Komplexer präsentiert sich die Situation bei den Baumarten des trocken-warmen Bereiches (Elsbeere, Speierling, Mehlbeere, Wildbirne, Wildapfel, Zerreiche, Blumenesche). Diese Arten kommen natürlicherweise auf Standorten vor, wo die Buche in ihrer Konkurrenzkraft geschwächt ist d.h. entweder im armen und trockenen Bereich der Buchenwaldgesellschaften oder in Waldföhren- oder Eichenmischwäldern. In der Schweiz kommen solche
Standorte, insbesondere auf Jura-Unterlage, zwar oft nur kleinflächig begrenzt, aber dennoch
relativ häufig vor. Diese trocken-warmen, eher ärmeren Standorte sind zwar ebenfalls durch
die forstliche Bewirtschaftung beeinflusst, aber insgesamt doch deutlich weniger stark verändert worden als die wüchsigen, forstlich interessanteren Standorte. Die meisten der genannten Baumarten sind allerdings durch die jahrhundertelange Nieder- und Mittelwaldwirtschaft
auch auf Buchenwaldgesellschaften begünstigt worden. Lichte Waldstrukturen und die gezielte Eliminierung der Buche haben diese Arten auch auf jenen Standorten gefördert, auf
denen sie natürlicherweise nicht vorkommen würden. Wenn wir heute bei Elsbeere und
Speierling einen markanten Bestandes-Rückgang feststellen, ist dies zumindest teilweise
vermutlich ein Rückzug auf ihre natürlichen Standorte (Häufigkeiten). Beide Baumarten
dürften aber auch durch die Waldbewirtschaftung (hohe Vorratshaltung, geringes wirtschaftliches Interesse) auf ihren natürlichen Standorten negativ beeinflusst worden sein.
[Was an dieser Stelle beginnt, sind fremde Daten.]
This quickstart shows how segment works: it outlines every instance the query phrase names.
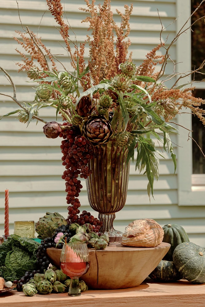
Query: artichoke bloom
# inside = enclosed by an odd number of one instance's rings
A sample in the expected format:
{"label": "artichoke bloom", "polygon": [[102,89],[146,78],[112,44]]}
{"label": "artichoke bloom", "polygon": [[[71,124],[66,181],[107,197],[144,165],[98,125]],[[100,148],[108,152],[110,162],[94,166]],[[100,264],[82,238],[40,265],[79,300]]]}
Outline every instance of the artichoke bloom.
{"label": "artichoke bloom", "polygon": [[63,292],[65,292],[66,290],[66,287],[65,285],[57,281],[53,283],[53,291],[59,293],[62,293]]}
{"label": "artichoke bloom", "polygon": [[46,212],[43,217],[40,218],[36,224],[35,230],[38,235],[37,237],[41,240],[46,238],[50,238],[59,226],[67,224],[63,216],[57,212]]}
{"label": "artichoke bloom", "polygon": [[81,292],[85,292],[88,290],[88,287],[86,286],[85,282],[81,280],[79,282],[79,286],[81,289]]}
{"label": "artichoke bloom", "polygon": [[37,288],[39,294],[48,294],[51,293],[53,290],[52,284],[46,279],[44,279],[38,282]]}
{"label": "artichoke bloom", "polygon": [[57,270],[55,273],[56,275],[56,281],[64,283],[68,278],[68,276],[63,273],[61,270]]}
{"label": "artichoke bloom", "polygon": [[54,271],[51,269],[49,269],[44,273],[44,278],[52,284],[56,280],[56,275]]}
{"label": "artichoke bloom", "polygon": [[107,143],[113,134],[111,124],[102,116],[93,116],[87,121],[84,132],[84,136],[94,146]]}
{"label": "artichoke bloom", "polygon": [[44,279],[44,274],[40,274],[39,273],[36,273],[34,274],[34,282],[38,282],[41,280],[43,280]]}
{"label": "artichoke bloom", "polygon": [[61,132],[61,125],[56,122],[48,122],[43,126],[43,133],[48,138],[56,138]]}
{"label": "artichoke bloom", "polygon": [[32,284],[26,284],[22,286],[23,291],[27,296],[33,296],[37,293],[35,287]]}
{"label": "artichoke bloom", "polygon": [[75,243],[75,244],[81,244],[82,243],[87,243],[88,239],[85,234],[80,232],[71,238],[69,243]]}

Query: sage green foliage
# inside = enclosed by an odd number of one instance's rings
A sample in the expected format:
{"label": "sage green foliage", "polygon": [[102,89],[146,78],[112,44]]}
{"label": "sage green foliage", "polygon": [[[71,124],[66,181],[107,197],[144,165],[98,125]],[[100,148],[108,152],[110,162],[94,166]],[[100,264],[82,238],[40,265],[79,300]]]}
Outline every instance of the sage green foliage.
{"label": "sage green foliage", "polygon": [[63,273],[61,270],[57,270],[55,273],[56,276],[56,281],[63,283],[68,279],[68,276]]}
{"label": "sage green foliage", "polygon": [[51,269],[49,269],[44,273],[44,278],[53,283],[56,280],[56,275],[54,271]]}
{"label": "sage green foliage", "polygon": [[26,271],[36,269],[36,251],[39,245],[31,239],[11,235],[0,245],[0,271],[5,281],[19,279]]}
{"label": "sage green foliage", "polygon": [[33,296],[37,293],[35,287],[32,284],[27,283],[22,286],[23,292],[27,296]]}
{"label": "sage green foliage", "polygon": [[63,292],[65,292],[66,290],[66,286],[65,285],[63,285],[60,282],[56,281],[53,284],[53,290],[55,292],[58,292],[59,293],[62,293]]}
{"label": "sage green foliage", "polygon": [[53,286],[51,283],[48,280],[43,279],[38,283],[37,288],[39,294],[48,294],[52,291]]}

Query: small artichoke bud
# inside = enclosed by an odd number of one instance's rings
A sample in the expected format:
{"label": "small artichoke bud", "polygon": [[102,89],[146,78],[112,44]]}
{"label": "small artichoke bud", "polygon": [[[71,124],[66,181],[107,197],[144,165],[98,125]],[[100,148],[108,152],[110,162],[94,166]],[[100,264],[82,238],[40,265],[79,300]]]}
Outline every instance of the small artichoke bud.
{"label": "small artichoke bud", "polygon": [[64,282],[64,284],[65,286],[66,286],[67,290],[69,290],[70,285],[70,279],[66,279]]}
{"label": "small artichoke bud", "polygon": [[66,287],[65,286],[65,285],[57,281],[53,282],[53,291],[59,293],[62,293],[66,290]]}
{"label": "small artichoke bud", "polygon": [[105,241],[107,242],[108,244],[109,244],[110,242],[110,240],[109,239],[109,237],[107,235],[105,235],[104,234],[103,235],[101,235],[101,236],[100,237],[101,239],[103,239]]}
{"label": "small artichoke bud", "polygon": [[79,286],[81,289],[81,292],[85,292],[88,290],[88,286],[86,285],[86,284],[85,282],[83,280],[81,280],[79,282]]}
{"label": "small artichoke bud", "polygon": [[39,294],[51,293],[53,290],[52,284],[46,279],[43,279],[39,282],[37,285],[37,288]]}
{"label": "small artichoke bud", "polygon": [[87,243],[88,239],[85,234],[83,233],[77,233],[71,238],[69,243],[75,243],[75,244],[81,244],[82,243]]}
{"label": "small artichoke bud", "polygon": [[41,78],[41,74],[43,72],[39,70],[36,66],[31,67],[27,71],[27,76],[31,80],[37,80]]}
{"label": "small artichoke bud", "polygon": [[97,111],[99,115],[104,115],[107,112],[107,109],[100,106],[97,108]]}
{"label": "small artichoke bud", "polygon": [[46,270],[44,273],[44,278],[52,284],[56,280],[56,275],[54,271],[51,269]]}
{"label": "small artichoke bud", "polygon": [[69,229],[70,230],[72,230],[73,231],[76,231],[76,229],[80,227],[80,225],[77,224],[77,223],[75,223],[74,224],[71,224],[69,226]]}
{"label": "small artichoke bud", "polygon": [[83,226],[80,226],[76,229],[76,233],[86,233],[86,230]]}
{"label": "small artichoke bud", "polygon": [[39,273],[36,273],[36,274],[34,274],[34,282],[38,282],[41,280],[43,280],[44,279],[44,274],[40,274]]}
{"label": "small artichoke bud", "polygon": [[123,73],[129,77],[132,77],[135,74],[136,65],[132,62],[126,62],[125,63],[121,63],[119,68]]}
{"label": "small artichoke bud", "polygon": [[75,126],[79,126],[82,123],[83,119],[79,115],[74,115],[73,118],[72,122]]}
{"label": "small artichoke bud", "polygon": [[57,270],[55,271],[56,276],[56,281],[63,283],[68,278],[68,276],[63,273],[61,270]]}
{"label": "small artichoke bud", "polygon": [[31,284],[26,284],[22,286],[23,291],[27,296],[33,296],[37,293],[37,291]]}
{"label": "small artichoke bud", "polygon": [[21,122],[26,124],[29,121],[29,115],[24,110],[21,110],[18,113],[18,119]]}
{"label": "small artichoke bud", "polygon": [[96,249],[104,249],[108,245],[106,241],[104,239],[91,239],[89,241],[89,243],[91,246]]}
{"label": "small artichoke bud", "polygon": [[36,94],[39,99],[45,101],[50,99],[52,92],[49,85],[41,84],[37,88]]}
{"label": "small artichoke bud", "polygon": [[62,96],[59,99],[58,103],[61,109],[68,109],[73,104],[73,101],[70,96]]}
{"label": "small artichoke bud", "polygon": [[108,108],[110,106],[112,100],[109,95],[103,95],[100,99],[99,104],[103,108]]}
{"label": "small artichoke bud", "polygon": [[61,132],[60,124],[56,122],[48,122],[43,129],[44,133],[49,138],[56,138]]}

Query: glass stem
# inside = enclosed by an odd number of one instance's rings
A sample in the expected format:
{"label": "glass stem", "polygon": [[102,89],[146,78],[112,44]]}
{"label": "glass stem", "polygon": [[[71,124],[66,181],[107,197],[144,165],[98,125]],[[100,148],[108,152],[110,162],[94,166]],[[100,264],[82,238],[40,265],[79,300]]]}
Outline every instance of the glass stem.
{"label": "glass stem", "polygon": [[79,285],[78,278],[71,278],[68,295],[71,296],[79,296],[81,295],[81,289]]}

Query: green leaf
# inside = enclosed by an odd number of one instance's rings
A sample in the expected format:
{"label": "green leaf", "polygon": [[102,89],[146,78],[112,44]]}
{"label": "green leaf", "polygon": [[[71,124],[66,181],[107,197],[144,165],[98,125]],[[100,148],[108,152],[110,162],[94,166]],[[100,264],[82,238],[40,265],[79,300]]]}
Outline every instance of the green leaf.
{"label": "green leaf", "polygon": [[136,144],[136,140],[135,138],[134,138],[132,141],[132,142],[130,144],[129,146],[128,147],[128,153],[127,157],[127,161],[126,163],[127,165],[129,161],[130,161],[130,158],[132,158],[132,162],[134,162],[134,155],[135,154],[135,148]]}
{"label": "green leaf", "polygon": [[147,77],[146,76],[135,76],[135,79],[139,81],[142,82],[153,82],[156,83],[156,80],[151,77]]}
{"label": "green leaf", "polygon": [[57,107],[57,109],[56,109],[56,120],[57,120],[57,117],[58,116],[58,112],[59,112],[59,110],[60,109],[60,105],[58,105]]}
{"label": "green leaf", "polygon": [[143,111],[147,114],[148,116],[152,121],[157,125],[163,125],[164,122],[164,120],[163,119],[158,115],[156,113],[153,111],[150,108],[143,107]]}
{"label": "green leaf", "polygon": [[139,85],[136,85],[135,84],[133,84],[130,87],[131,88],[136,88],[136,89],[139,90],[140,91],[141,91],[143,93],[144,93],[144,94],[146,94],[146,95],[148,96],[149,98],[149,102],[151,103],[152,102],[152,98],[151,98],[151,96],[150,95],[147,91],[146,91],[144,87],[142,87],[141,86],[140,86]]}
{"label": "green leaf", "polygon": [[20,110],[16,110],[15,111],[12,111],[11,112],[9,112],[9,113],[7,113],[7,114],[5,114],[5,115],[3,115],[2,117],[0,118],[0,120],[3,117],[4,117],[5,116],[9,116],[10,115],[12,115],[12,114],[15,114],[16,113],[18,113],[18,112],[21,111],[21,109]]}
{"label": "green leaf", "polygon": [[105,90],[107,90],[109,87],[111,87],[111,86],[109,84],[107,84],[107,83],[101,83],[101,84],[98,84],[97,85],[95,85],[90,88],[89,88],[87,91],[83,92],[82,94],[78,97],[76,101],[76,105],[77,104],[79,101],[81,100],[82,97],[85,96],[87,96],[88,95],[90,95],[91,98],[93,96],[93,94],[94,92],[97,91],[99,88],[104,88]]}
{"label": "green leaf", "polygon": [[119,98],[120,98],[120,106],[121,109],[121,110],[122,110],[122,116],[123,118],[124,122],[125,124],[125,127],[124,129],[124,132],[126,130],[127,125],[128,124],[128,123],[129,121],[129,113],[128,113],[128,110],[127,110],[127,109],[124,105],[123,101],[122,100],[122,99],[121,95],[120,95],[119,96]]}

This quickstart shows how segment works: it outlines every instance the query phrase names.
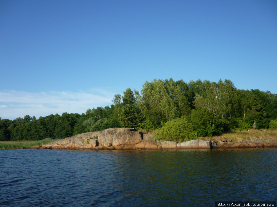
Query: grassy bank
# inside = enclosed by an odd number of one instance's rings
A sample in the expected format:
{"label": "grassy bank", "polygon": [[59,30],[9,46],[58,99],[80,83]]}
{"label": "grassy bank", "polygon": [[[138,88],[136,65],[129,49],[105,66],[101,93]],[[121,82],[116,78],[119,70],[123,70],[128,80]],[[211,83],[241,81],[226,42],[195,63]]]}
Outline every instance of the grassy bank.
{"label": "grassy bank", "polygon": [[207,140],[214,140],[222,139],[232,139],[234,141],[242,141],[246,139],[269,137],[272,140],[277,139],[277,130],[275,129],[251,129],[249,131],[236,130],[231,132],[223,133],[219,136],[211,137],[198,137],[198,139]]}
{"label": "grassy bank", "polygon": [[42,140],[35,141],[0,141],[0,150],[12,149],[27,149],[32,147],[46,144],[56,140],[50,138],[46,138]]}

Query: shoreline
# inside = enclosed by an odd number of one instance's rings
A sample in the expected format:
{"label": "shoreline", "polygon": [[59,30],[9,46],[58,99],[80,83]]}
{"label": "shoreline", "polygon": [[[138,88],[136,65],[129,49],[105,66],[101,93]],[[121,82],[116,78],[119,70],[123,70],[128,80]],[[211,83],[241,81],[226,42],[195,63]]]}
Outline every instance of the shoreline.
{"label": "shoreline", "polygon": [[152,134],[144,134],[133,128],[111,128],[83,133],[31,148],[141,150],[277,147],[277,139],[266,136],[251,138],[248,136],[246,139],[241,137],[236,140],[225,138],[219,139],[218,137],[209,138],[210,140],[203,140],[208,139],[207,137],[199,137],[182,143],[161,141],[155,140]]}

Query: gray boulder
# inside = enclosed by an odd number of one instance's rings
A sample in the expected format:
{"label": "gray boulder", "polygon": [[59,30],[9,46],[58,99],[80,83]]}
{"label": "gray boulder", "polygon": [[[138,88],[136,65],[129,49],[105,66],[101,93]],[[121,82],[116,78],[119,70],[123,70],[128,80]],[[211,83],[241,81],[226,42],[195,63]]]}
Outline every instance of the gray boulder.
{"label": "gray boulder", "polygon": [[211,141],[201,140],[191,140],[177,144],[178,149],[205,148],[211,149]]}
{"label": "gray boulder", "polygon": [[119,128],[113,133],[113,146],[116,149],[135,148],[142,141],[142,134],[131,128]]}

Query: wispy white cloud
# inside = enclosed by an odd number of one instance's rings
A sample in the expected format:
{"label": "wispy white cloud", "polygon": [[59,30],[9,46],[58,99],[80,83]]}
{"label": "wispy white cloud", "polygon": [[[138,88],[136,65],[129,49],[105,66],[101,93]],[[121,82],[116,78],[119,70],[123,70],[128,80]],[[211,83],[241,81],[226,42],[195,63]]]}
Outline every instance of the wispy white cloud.
{"label": "wispy white cloud", "polygon": [[89,108],[110,105],[113,96],[97,89],[77,92],[0,91],[0,117],[13,120],[26,114],[38,118],[66,112],[81,114]]}

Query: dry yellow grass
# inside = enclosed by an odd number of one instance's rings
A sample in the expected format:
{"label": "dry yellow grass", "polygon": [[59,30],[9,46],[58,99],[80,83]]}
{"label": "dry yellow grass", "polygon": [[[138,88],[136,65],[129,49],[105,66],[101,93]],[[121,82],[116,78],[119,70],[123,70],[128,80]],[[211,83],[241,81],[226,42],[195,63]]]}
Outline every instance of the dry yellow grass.
{"label": "dry yellow grass", "polygon": [[246,139],[269,137],[272,140],[277,139],[277,130],[275,129],[251,129],[248,131],[235,130],[231,132],[223,133],[219,136],[211,137],[198,137],[197,139],[207,140],[214,140],[222,139],[232,139],[237,141],[242,141]]}

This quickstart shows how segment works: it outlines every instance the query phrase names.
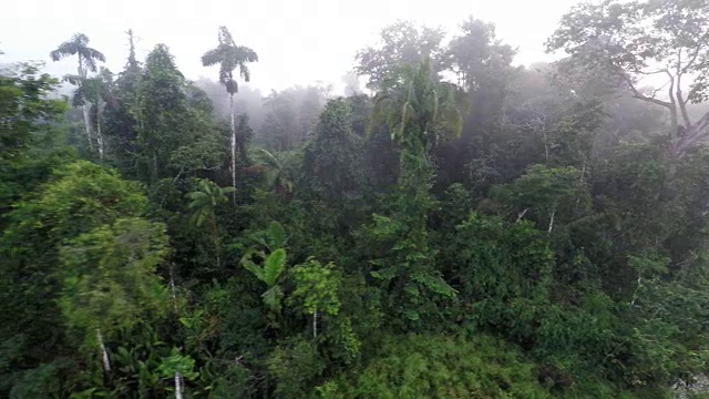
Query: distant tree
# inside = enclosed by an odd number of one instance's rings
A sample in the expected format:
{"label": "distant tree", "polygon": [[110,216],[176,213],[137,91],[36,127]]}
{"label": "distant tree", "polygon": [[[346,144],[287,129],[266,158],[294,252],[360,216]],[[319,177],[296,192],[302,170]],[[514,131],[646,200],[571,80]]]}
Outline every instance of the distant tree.
{"label": "distant tree", "polygon": [[[584,2],[563,17],[547,47],[587,69],[609,71],[636,99],[667,109],[667,152],[679,158],[709,136],[709,113],[692,121],[687,110],[709,99],[707,19],[703,0]],[[649,75],[667,83],[643,90],[639,84]]]}
{"label": "distant tree", "polygon": [[227,194],[233,192],[234,187],[222,188],[209,181],[202,180],[197,183],[197,190],[187,194],[187,198],[189,200],[189,204],[187,206],[193,212],[191,222],[196,227],[201,227],[204,223],[208,223],[209,225],[214,241],[217,267],[222,264],[222,246],[219,244],[219,232],[217,229],[215,209],[219,204],[226,202]]}
{"label": "distant tree", "polygon": [[428,60],[404,66],[402,76],[377,94],[372,112],[399,145],[401,168],[393,216],[376,215],[372,231],[378,242],[392,246],[388,257],[372,263],[373,275],[391,291],[388,306],[402,323],[415,326],[435,313],[436,296],[455,293],[433,265],[427,221],[433,205],[431,146],[446,135],[459,135],[462,117],[460,91],[436,82]]}
{"label": "distant tree", "polygon": [[281,198],[286,198],[294,190],[292,177],[282,160],[273,153],[259,149],[261,165],[266,170],[266,185]]}
{"label": "distant tree", "polygon": [[121,218],[60,250],[59,306],[68,324],[84,329],[86,341],[101,349],[105,372],[111,362],[104,334],[134,325],[146,308],[164,308],[166,290],[155,274],[168,252],[164,229],[142,218]]}
{"label": "distant tree", "polygon": [[431,63],[431,74],[449,68],[441,41],[445,32],[440,28],[417,27],[413,22],[399,21],[381,31],[377,47],[368,47],[357,53],[354,73],[368,76],[367,88],[380,90],[388,80],[401,78],[402,66],[418,68],[424,60]]}
{"label": "distant tree", "polygon": [[[61,43],[56,49],[49,53],[52,61],[59,61],[66,57],[76,55],[79,60],[79,80],[74,81],[79,89],[82,89],[89,72],[96,72],[96,62],[105,62],[106,58],[96,49],[89,47],[89,37],[84,33],[75,33],[70,40]],[[85,100],[85,99],[84,99]],[[84,127],[86,130],[86,140],[89,140],[89,149],[93,149],[93,137],[91,133],[90,105],[82,103],[84,113]]]}
{"label": "distant tree", "polygon": [[[202,55],[202,64],[212,66],[219,64],[219,83],[224,84],[229,93],[229,121],[232,129],[232,184],[236,190],[236,123],[234,121],[234,94],[239,86],[234,80],[234,70],[239,69],[239,75],[248,82],[251,74],[247,63],[258,61],[258,54],[247,47],[236,45],[232,33],[226,27],[219,27],[219,45]],[[234,194],[236,201],[236,193]]]}
{"label": "distant tree", "polygon": [[350,105],[345,99],[330,100],[304,149],[298,184],[304,206],[325,211],[318,224],[339,233],[352,227],[348,216],[363,183],[361,152],[361,140],[352,133]]}

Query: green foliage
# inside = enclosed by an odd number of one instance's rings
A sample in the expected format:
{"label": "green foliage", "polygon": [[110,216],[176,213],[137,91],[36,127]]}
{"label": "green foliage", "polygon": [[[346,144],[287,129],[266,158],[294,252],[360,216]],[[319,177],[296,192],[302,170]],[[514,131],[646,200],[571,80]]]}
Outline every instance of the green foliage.
{"label": "green foliage", "polygon": [[167,254],[164,226],[121,218],[66,242],[60,250],[59,306],[72,327],[130,326],[147,309],[165,307],[166,290],[155,275]]}
{"label": "green foliage", "polygon": [[[284,291],[279,285],[279,279],[282,273],[286,270],[286,249],[285,245],[285,231],[278,222],[273,222],[266,233],[266,239],[263,235],[256,236],[255,242],[266,247],[268,254],[257,247],[249,248],[242,257],[240,264],[249,270],[256,278],[266,284],[266,291],[261,294],[264,304],[271,311],[271,315],[278,315],[280,313],[281,299],[284,298]],[[254,262],[254,257],[260,258],[256,260],[261,263],[257,265]]]}
{"label": "green foliage", "polygon": [[275,395],[280,398],[307,398],[315,378],[325,370],[323,359],[314,344],[290,339],[278,346],[268,358],[268,371],[276,380]]}
{"label": "green foliage", "polygon": [[[165,44],[140,62],[132,31],[117,74],[84,34],[51,53],[78,58],[71,102],[7,66],[0,397],[666,398],[701,381],[709,116],[690,103],[708,12],[578,4],[549,41],[569,57],[524,68],[492,23],[446,44],[398,22],[357,55],[374,95],[349,75],[346,99],[235,98],[257,55],[225,27],[207,91]],[[668,85],[639,88],[655,72]]]}
{"label": "green foliage", "polygon": [[551,398],[534,365],[493,338],[389,336],[364,369],[317,388],[323,398]]}
{"label": "green foliage", "polygon": [[244,81],[248,82],[251,74],[246,63],[256,61],[258,61],[256,52],[247,47],[236,45],[226,27],[219,27],[219,45],[202,55],[203,65],[219,64],[219,83],[224,84],[229,95],[238,92],[238,84],[233,75],[234,70],[238,68]]}
{"label": "green foliage", "polygon": [[332,263],[323,266],[318,260],[308,259],[307,263],[291,268],[290,273],[296,289],[290,294],[289,301],[300,304],[307,315],[320,311],[328,316],[337,316],[340,309],[337,293],[341,277]]}
{"label": "green foliage", "polygon": [[42,154],[44,160],[35,158],[41,154],[38,150],[54,144],[51,123],[66,111],[63,101],[48,99],[58,85],[55,79],[40,74],[33,64],[0,71],[0,214],[33,190],[45,178],[47,168],[54,166],[51,153]]}
{"label": "green foliage", "polygon": [[216,223],[215,208],[227,202],[227,194],[234,191],[234,187],[218,187],[209,181],[198,181],[197,190],[186,195],[191,200],[187,207],[194,212],[191,223],[196,227],[201,227],[207,221]]}

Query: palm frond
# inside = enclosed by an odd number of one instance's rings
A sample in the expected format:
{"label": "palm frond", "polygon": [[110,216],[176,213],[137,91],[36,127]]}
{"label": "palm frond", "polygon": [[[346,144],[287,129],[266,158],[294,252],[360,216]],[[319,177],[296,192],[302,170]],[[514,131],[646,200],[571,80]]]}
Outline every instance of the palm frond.
{"label": "palm frond", "polygon": [[202,55],[202,64],[204,66],[213,66],[222,62],[222,49],[216,48],[205,52]]}

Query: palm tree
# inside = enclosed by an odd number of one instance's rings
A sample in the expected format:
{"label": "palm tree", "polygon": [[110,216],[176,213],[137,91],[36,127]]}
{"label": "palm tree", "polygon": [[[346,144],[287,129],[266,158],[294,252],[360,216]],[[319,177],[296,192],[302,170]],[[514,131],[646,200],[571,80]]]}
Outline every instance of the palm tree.
{"label": "palm tree", "polygon": [[391,305],[404,309],[414,323],[419,319],[418,309],[424,308],[421,301],[428,300],[429,295],[454,295],[433,266],[427,222],[432,204],[429,152],[444,135],[460,134],[463,123],[456,96],[463,99],[462,92],[440,82],[427,60],[418,68],[403,66],[397,80],[388,81],[374,98],[372,120],[389,125],[400,149],[401,168],[394,214],[374,227],[395,242],[390,249],[392,258],[377,260],[381,265],[377,273],[392,284]]}
{"label": "palm tree", "polygon": [[234,187],[222,188],[207,180],[202,180],[197,184],[197,190],[186,195],[187,198],[191,200],[187,207],[193,211],[191,222],[196,227],[201,227],[205,222],[209,223],[216,252],[217,267],[222,265],[222,257],[219,255],[222,247],[219,245],[217,217],[214,211],[217,205],[227,201],[227,194],[232,192],[234,192]]}
{"label": "palm tree", "polygon": [[[103,108],[105,103],[112,99],[112,88],[114,84],[113,73],[109,69],[101,66],[99,74],[93,78],[82,79],[78,75],[65,75],[64,81],[78,85],[78,89],[74,91],[74,95],[72,96],[72,105],[86,105],[90,111],[93,110],[99,157],[103,158],[105,152],[105,140],[101,131],[101,116],[103,115]],[[91,125],[91,112],[89,123]],[[89,145],[92,145],[91,139]]]}
{"label": "palm tree", "polygon": [[431,146],[443,136],[460,135],[466,96],[456,85],[438,81],[429,60],[415,69],[404,65],[402,70],[402,79],[374,96],[371,122],[386,123],[391,139],[402,150],[428,161]]}
{"label": "palm tree", "polygon": [[[258,54],[247,47],[236,45],[232,33],[226,27],[219,27],[219,45],[202,55],[202,64],[212,66],[219,64],[219,83],[224,84],[229,93],[229,117],[232,127],[232,184],[236,190],[236,125],[234,123],[234,94],[239,91],[239,86],[234,80],[234,70],[239,69],[239,75],[245,82],[251,79],[251,74],[246,63],[258,61]],[[236,193],[234,194],[236,202]]]}
{"label": "palm tree", "polygon": [[[84,33],[74,33],[70,40],[61,43],[56,49],[49,53],[52,61],[59,61],[66,57],[76,55],[79,58],[79,80],[72,84],[76,84],[79,89],[83,86],[88,73],[96,72],[96,62],[105,62],[106,58],[103,53],[96,49],[89,47],[89,37]],[[70,81],[71,83],[71,81]],[[85,102],[82,104],[84,113],[84,127],[86,130],[86,139],[89,140],[89,149],[93,149],[93,141],[91,137],[91,117],[90,106]]]}

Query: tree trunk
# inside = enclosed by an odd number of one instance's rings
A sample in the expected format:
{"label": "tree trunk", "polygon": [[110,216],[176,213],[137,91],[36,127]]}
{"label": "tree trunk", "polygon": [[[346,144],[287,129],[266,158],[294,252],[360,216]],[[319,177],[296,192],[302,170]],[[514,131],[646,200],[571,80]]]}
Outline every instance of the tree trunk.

Erstaunlicherweise zeigt die Wildbirne keinen Rückgang, obwohl sie mit Sicherheit
ebenfalls durch Mittel- und Niederwald begünstigt worden ist. Möglicherweise ist die Datenbasis, d.h. die Anzahl der Fundbelege dieser selten vorkommenden Baumart, einfach zu
gering, um einen Nachweis zu ermöglichen. Der Rückgang der beiden nur in der Südschweiz
auftretenden Arten Zerreiche und Blumenesche sowie von Flaumeiche und schneeballblättrigem Ahorn dürfte waldbauliche Gründe haben; Abkehr vom Niederwald, geringe wirtschaftliche Bedeutung und damit Bevorzugung anderer, wirtschaftlich interessanterer Arten
bei der Bestandespflege kommen in erster Linie als Ursachen für den Rückgang in Frage.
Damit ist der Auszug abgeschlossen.